ニューヨーク・タイムズに中国環境計画アカデミー(環境局の一部門)が2010年の環境劣化environmental degradationコストはGDPの3.5%約2,300億ドル(1.54兆人民元、約21兆8千億円)だったと発表したと報じていた。ただしこのコスト計算については低すぎるという意見もあると同紙は述べる。IHSグローバル・インサイトのチャイナエコノミストは調査官は完全なデータを持っていないので、2,300億ドルというコスト見積は不完全でもっと大きい可能性があると指摘している。
不完全というと中国の場合、GDPそのものの数字が不完全だ。まずGDPの計算そのものに十分な信頼がおけない。東京ベースのオンラインマガジンThe diplomat http://thediplomat.com/china-power/the-curious-case-of-chinas-gd-figures/は、2012年のGDPについて国家統計局が発表した数字と、各省が発表するGDPの合計の数字では、5.7兆元(約85兆円)も各省合計が大きかったと指摘している。またロイターも新しく首相になった李克強氏が2007年に中国のGDPは人工的で信頼出来ないと述べたとwikileaksがリリースしたと報じている。真偽を見定める情報もないし、その気もないので、この話は深追いしないが、各省レベルの高官が、経済パフォーマンス次第で昇進するので、GDPを過大に見せる強いインセンティブを持つという説明は中々説得力がある。

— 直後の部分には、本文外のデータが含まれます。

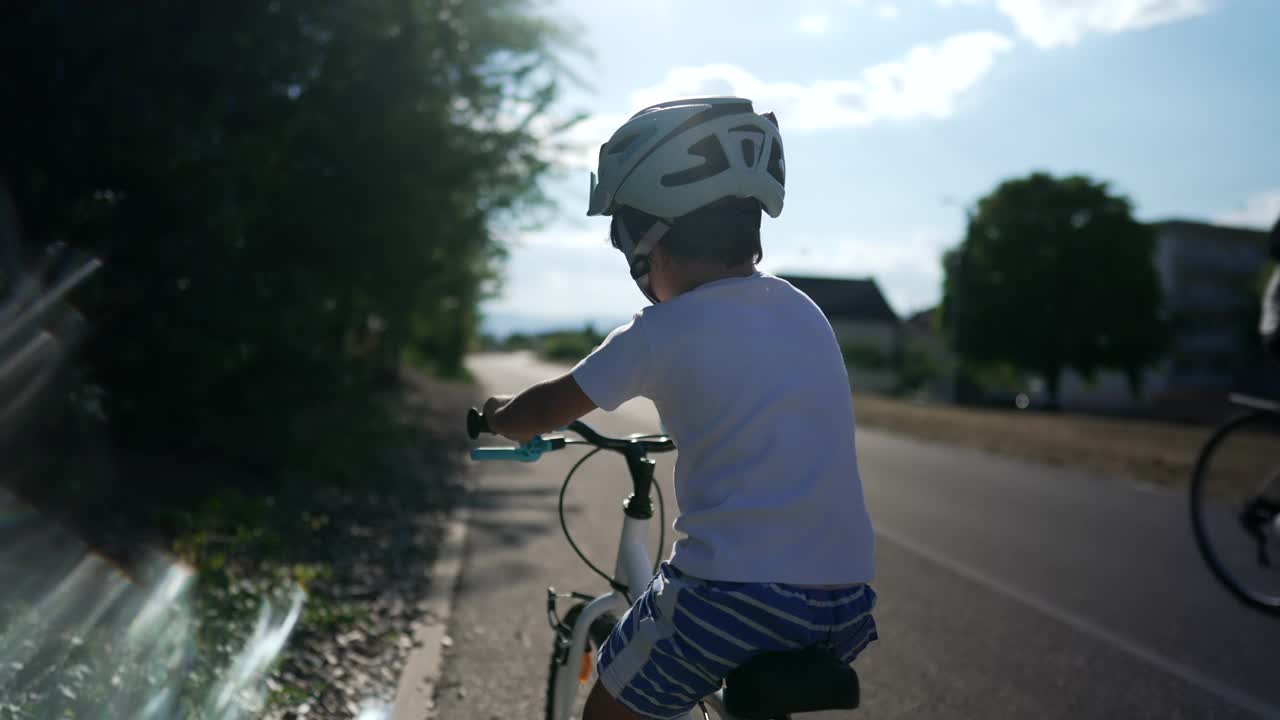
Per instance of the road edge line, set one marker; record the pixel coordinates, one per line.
(419, 677)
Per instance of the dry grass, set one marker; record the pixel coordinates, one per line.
(1148, 451)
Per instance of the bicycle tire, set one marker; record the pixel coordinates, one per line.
(1198, 492)
(598, 634)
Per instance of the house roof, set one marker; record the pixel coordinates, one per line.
(1212, 231)
(924, 319)
(846, 299)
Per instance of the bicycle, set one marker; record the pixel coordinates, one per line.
(1237, 487)
(768, 687)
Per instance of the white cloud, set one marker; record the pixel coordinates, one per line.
(1055, 23)
(813, 24)
(1260, 210)
(926, 82)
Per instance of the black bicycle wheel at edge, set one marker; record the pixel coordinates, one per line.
(1238, 468)
(600, 629)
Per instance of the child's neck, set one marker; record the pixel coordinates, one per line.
(696, 274)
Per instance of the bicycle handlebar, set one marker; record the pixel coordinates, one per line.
(534, 449)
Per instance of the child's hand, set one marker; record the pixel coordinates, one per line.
(490, 413)
(540, 409)
(492, 406)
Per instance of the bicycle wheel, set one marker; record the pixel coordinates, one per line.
(1235, 507)
(580, 666)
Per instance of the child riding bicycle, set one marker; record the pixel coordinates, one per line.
(746, 374)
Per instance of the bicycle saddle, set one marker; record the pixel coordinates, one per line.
(776, 684)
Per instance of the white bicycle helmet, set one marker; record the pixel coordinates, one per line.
(673, 158)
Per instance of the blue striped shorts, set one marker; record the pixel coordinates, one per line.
(681, 638)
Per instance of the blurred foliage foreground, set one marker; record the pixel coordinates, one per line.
(287, 199)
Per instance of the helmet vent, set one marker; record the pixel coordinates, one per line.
(776, 167)
(714, 162)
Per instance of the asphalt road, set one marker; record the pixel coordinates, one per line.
(1006, 588)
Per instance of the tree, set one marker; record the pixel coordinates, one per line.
(1055, 273)
(286, 196)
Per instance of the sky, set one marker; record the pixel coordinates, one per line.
(899, 114)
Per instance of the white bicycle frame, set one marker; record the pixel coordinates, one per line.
(636, 570)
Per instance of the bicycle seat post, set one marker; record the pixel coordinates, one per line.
(639, 505)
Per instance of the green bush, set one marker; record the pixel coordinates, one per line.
(570, 346)
(863, 355)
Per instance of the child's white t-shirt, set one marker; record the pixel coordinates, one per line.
(750, 383)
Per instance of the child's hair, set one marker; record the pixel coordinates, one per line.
(726, 231)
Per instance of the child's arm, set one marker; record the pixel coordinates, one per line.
(543, 408)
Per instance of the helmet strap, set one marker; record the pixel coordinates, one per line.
(639, 256)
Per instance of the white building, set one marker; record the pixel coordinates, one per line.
(1208, 274)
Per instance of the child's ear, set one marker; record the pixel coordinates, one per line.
(659, 258)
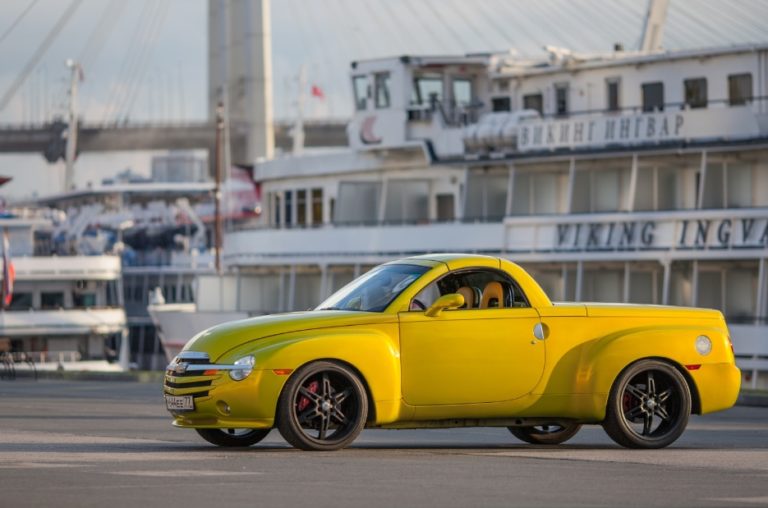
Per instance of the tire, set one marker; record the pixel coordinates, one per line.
(233, 437)
(551, 434)
(323, 407)
(648, 406)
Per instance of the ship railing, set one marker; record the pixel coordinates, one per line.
(7, 368)
(460, 116)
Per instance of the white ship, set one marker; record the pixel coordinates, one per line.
(65, 311)
(621, 177)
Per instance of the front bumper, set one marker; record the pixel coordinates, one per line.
(219, 401)
(718, 385)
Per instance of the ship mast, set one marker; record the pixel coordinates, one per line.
(71, 152)
(217, 224)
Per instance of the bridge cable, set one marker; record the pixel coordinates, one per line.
(96, 41)
(119, 89)
(24, 74)
(17, 21)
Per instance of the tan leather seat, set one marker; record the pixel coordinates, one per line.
(469, 297)
(493, 296)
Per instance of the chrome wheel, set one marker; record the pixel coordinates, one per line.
(550, 434)
(649, 406)
(323, 407)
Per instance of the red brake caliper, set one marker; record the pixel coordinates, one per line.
(304, 401)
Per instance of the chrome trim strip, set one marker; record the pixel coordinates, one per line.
(200, 367)
(193, 355)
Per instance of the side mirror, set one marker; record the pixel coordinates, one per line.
(445, 302)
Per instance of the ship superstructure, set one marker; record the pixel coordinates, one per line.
(625, 177)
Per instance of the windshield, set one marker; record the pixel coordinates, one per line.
(375, 290)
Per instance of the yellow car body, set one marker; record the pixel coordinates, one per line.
(518, 364)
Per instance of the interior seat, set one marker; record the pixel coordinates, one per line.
(469, 297)
(493, 296)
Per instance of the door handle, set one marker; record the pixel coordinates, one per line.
(540, 331)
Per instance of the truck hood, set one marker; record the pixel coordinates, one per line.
(221, 338)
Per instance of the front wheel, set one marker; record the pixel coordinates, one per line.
(648, 406)
(550, 434)
(323, 407)
(233, 437)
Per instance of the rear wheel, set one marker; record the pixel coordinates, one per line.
(323, 407)
(649, 406)
(233, 437)
(551, 434)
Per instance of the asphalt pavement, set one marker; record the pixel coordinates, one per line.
(93, 443)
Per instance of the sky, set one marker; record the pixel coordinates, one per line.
(146, 60)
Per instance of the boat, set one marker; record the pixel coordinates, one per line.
(627, 176)
(159, 229)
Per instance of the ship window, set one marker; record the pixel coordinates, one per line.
(317, 206)
(407, 201)
(445, 207)
(739, 89)
(288, 207)
(360, 88)
(739, 185)
(561, 99)
(612, 91)
(486, 195)
(695, 92)
(381, 82)
(501, 104)
(358, 202)
(84, 299)
(427, 89)
(21, 301)
(277, 207)
(301, 207)
(653, 96)
(51, 300)
(534, 101)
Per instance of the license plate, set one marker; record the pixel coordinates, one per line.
(179, 403)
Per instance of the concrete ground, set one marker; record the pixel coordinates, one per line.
(95, 443)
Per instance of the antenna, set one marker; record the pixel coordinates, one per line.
(69, 171)
(653, 28)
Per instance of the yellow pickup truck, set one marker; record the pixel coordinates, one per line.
(453, 340)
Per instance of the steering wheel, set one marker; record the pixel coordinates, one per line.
(417, 305)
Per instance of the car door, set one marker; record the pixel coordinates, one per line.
(470, 355)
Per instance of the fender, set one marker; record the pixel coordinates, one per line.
(607, 357)
(370, 351)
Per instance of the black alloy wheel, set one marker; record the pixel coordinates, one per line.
(322, 407)
(549, 434)
(649, 406)
(233, 437)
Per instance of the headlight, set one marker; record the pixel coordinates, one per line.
(247, 363)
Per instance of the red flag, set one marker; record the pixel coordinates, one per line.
(317, 92)
(9, 274)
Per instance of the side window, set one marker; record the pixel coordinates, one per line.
(360, 88)
(481, 289)
(381, 90)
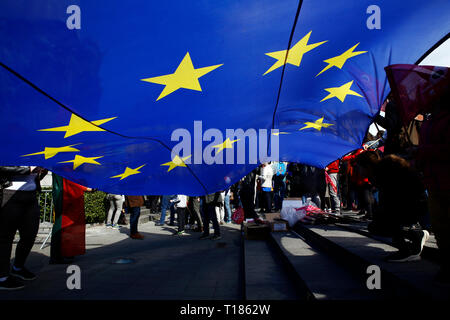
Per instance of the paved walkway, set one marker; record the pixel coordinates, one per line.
(165, 267)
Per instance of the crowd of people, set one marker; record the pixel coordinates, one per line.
(399, 186)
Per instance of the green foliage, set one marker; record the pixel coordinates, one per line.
(94, 206)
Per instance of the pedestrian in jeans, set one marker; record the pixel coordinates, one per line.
(226, 202)
(209, 209)
(194, 208)
(166, 204)
(181, 205)
(134, 204)
(19, 210)
(220, 208)
(115, 209)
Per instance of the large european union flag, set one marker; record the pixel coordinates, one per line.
(106, 92)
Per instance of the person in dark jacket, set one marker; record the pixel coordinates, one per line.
(210, 202)
(19, 211)
(134, 204)
(402, 202)
(434, 159)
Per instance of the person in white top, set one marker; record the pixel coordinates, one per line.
(115, 209)
(220, 208)
(266, 185)
(181, 205)
(19, 211)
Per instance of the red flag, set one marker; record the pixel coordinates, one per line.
(73, 223)
(415, 88)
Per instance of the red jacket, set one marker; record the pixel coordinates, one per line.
(355, 176)
(333, 167)
(434, 151)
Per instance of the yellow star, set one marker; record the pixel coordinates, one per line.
(78, 125)
(79, 160)
(128, 172)
(278, 133)
(176, 162)
(318, 125)
(227, 144)
(186, 76)
(339, 61)
(295, 54)
(341, 92)
(51, 152)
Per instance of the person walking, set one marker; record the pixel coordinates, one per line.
(220, 207)
(279, 184)
(115, 209)
(195, 216)
(332, 170)
(181, 206)
(209, 203)
(134, 204)
(19, 211)
(433, 158)
(166, 204)
(266, 186)
(227, 206)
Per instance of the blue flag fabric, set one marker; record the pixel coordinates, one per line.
(148, 97)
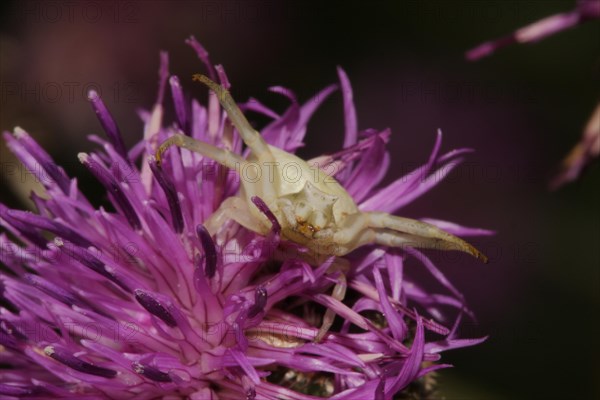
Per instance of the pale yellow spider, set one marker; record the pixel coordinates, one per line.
(312, 208)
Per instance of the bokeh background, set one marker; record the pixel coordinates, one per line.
(521, 109)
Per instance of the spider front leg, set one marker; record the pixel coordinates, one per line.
(234, 208)
(389, 230)
(222, 156)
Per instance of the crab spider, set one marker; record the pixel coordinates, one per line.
(312, 208)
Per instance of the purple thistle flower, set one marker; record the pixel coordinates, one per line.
(141, 302)
(588, 148)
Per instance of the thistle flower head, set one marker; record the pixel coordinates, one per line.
(137, 300)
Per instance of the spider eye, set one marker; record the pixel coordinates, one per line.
(302, 210)
(318, 219)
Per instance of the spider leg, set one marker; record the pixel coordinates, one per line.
(222, 156)
(262, 187)
(249, 135)
(396, 231)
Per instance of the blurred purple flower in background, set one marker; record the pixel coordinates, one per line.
(588, 147)
(141, 302)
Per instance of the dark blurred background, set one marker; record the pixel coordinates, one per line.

一方他国との比較では、人民元は実力が過小評価されているので、中国のGDPは市場レートではなく、購買力平価ベース(PPP)で判断する必要があると言われている。2011年のGDPは47兆2880億人民元で現在の為替レートで換算して約7.6兆ドルだが、CIAはPPPベースで中国の2012年のGDPを12.3兆ドルと推計している。
ちなみにCIAデータによるとGDP1位はユーロ圏で15.7兆ドル、2位アメリカ15.6兆ドル、3位中国12.3兆ドル、4位はぐっと差が開いてインド4.7兆ドル、日本は5位で4.6兆ドルだ。
もし環境劣化コストも購買力平価ベースで引き直すすればと、4,300億ドル(40兆円強)と巨額なものになる。GDPは過大に報告され、環境劣化コストは過少に報告される傾向があるので、全貌は見えないが、中国の環境リスクはかなりやばいレベルに達しているのだろう。